Для пояснения метода данной книги также необходимо с самого начала честно оговорить, что я здесь выступаю не только ученым-социологом, но еще и местным «папуасом» (как все мы есть «туземцы» в каком-то родном уголке мира). Я родился и вырос в Краснодаре, одном из наиболее крупных, многонациональных, хотя одновременно и более русских городов Северного Кавказа. По мере взросления я неизбежно приобретал интуитивное практическое знание местных реалий. Однако данная социализация так и не дошла до уровня «естественного» безотчетного габитуса. Сразу после десятого класса, в шестнадцатилетнем возрасте, я уехал на учебу в Москву, где в МГУ изучал африканские языки и культуры. Затем несколько лет работал переводчиком португальского в Мозамбике, где впервые оказался на войне, а как социолог профессионально сформировался уже в Америке после 1990 г. Честно говоря, самому не верится, что эта книга написалась на изначально мне совершенно чужом английском языке. Когда я учился в седьмом классе, наша полная собственной значимости завуч-«англичанка» без обиняков предложила моим расстроенным родителям перевести их сына, не проявлявшего способностей к языкам, в менее престижную школу для «нацменов», что в Краснодаре означало адыгейцев, греков, ассирийцев и армян. Завуч щедро пожелала мне подучиться нормальному русскому – хотя это мой родной язык, конечно, от рождения я «гыкал» как заправский кубанец. Мой отец-армянин и мама-казачка говорили между собой только по-русски, хотя и неизбежно с мало ими осознаваемыми особенностями местного говора. Впрочем, моя бабушка Еля – Елена Мироновна Тарасенко – до конца своей долгой и очень нелегкой жизни так и не заговорила на нормативном русском. От нее в основном я и унаследовал навык балакать по-станичному.

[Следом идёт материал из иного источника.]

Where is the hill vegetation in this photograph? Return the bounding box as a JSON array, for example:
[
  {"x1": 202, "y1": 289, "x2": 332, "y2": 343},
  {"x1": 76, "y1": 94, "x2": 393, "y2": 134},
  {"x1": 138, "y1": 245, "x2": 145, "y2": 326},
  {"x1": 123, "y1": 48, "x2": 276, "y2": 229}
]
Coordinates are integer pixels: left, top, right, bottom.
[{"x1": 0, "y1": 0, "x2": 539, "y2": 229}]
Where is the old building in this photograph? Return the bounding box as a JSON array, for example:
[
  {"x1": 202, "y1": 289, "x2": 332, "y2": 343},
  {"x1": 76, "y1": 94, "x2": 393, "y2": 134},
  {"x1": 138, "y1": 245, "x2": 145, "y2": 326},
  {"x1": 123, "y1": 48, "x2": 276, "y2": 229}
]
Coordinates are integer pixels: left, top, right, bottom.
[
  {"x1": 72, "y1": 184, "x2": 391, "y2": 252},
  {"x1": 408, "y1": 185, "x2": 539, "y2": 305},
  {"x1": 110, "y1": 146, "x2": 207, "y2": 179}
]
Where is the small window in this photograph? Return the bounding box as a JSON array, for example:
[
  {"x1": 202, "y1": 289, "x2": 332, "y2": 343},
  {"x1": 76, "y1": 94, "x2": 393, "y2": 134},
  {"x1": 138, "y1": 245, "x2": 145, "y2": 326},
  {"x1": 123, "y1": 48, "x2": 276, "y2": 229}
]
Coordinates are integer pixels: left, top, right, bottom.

Для социологических целей оказалось неожиданно полезным, что при работе на Северном Кавказе во мне сочетались способность образованного чужестранца подмечать свежим взором местные особенности (например, манеры или блюда национальной кухни) и усвоенное с младых ногтей знание данной социальной среды (скажем, почему именно эти блюда подаются на стол в данном случае). Это означает, что в отличие от антропологов, страноведов или журналистов-международников, в данном случае мне не требовалось годами вживаться в иноэтническую среду, потому что я и без того в ней вырос. В этой книге я исследую свою собственную родину. Пьер Бурдье называл это «удачной двойственностью» наблюдателя. Он и сам использовал подобное преимущество при изучении провинциальной жизни в юго-западных областях Франции, в горах Беарна, откуда Бурдье был родом [10].